Les deux militants espagnol et brésilien de la «Flottille pour Gaza», arrêtés par Israël au large de la Grèce, doivent être présentés dimanche à un juge en vue d'une prolongation de leur détention, selon une ONG israélienne.

«Ils ne sont pas encore arrivés» au tribunal d'Ashkelon, ville côtière où ils sont détenus, a indiqué à l'AFP Miriam Azem Adalah, de l'ONG de défense des droits humains israélienne Adalah. Les avocats de l'ONG ont pu voir l'Espagnol Saif Abu Keshek et le Brésilien Thiago Ávila dans leur prison de Shikma.

D'après Mme Adalah, les militants, qui ont décrit une arrestation d'une «extrême brutalité», ont été informés qu'ils seraient interrogés par les renseignements intérieurs israéliens pour soupçons d'"affiliation à une organisation terroriste».

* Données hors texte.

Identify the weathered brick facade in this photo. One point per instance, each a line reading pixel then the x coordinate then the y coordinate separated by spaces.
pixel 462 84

Selon le ministère israélien des Affaires étrangères, Saif Abu Keshek est «l'un des dirigeants» de la Conférence palestinienne pour les Palestiniens à l'étranger (PCPA), association caritative accusée par les Etats-Unis et Israël d'être affiliée au mouvement islamiste palestinien Hamas, au pouvoir à Gaza. Quant à Thiago Ávila, il «travaille avec PCPA et est soupçonné d'activités illégales», selon le ministère.

«Aucune preuve»

Le Brésil et l'Espagne ont dénoncé leur arrestation, et la diplomatie espagnole a démenti tout lien entre son ressortissant et le Hamas. 

Israël «n'a apporté aucun élément de preuve pour appuyer cette accusation», a déclaré samedi le chef de la diplomatie espagnol José Manuel Albares, et même si c'était le cas, «il existe des voies judiciaires en démocratie, en Etat de droit», pour les relayer. Il a qualifié l'arrestation du ressortissant espagnol dans les eaux internationales «en dehors de toute juridiction», et son transfert vers Israël, de «complètement illégale» et «inacceptable».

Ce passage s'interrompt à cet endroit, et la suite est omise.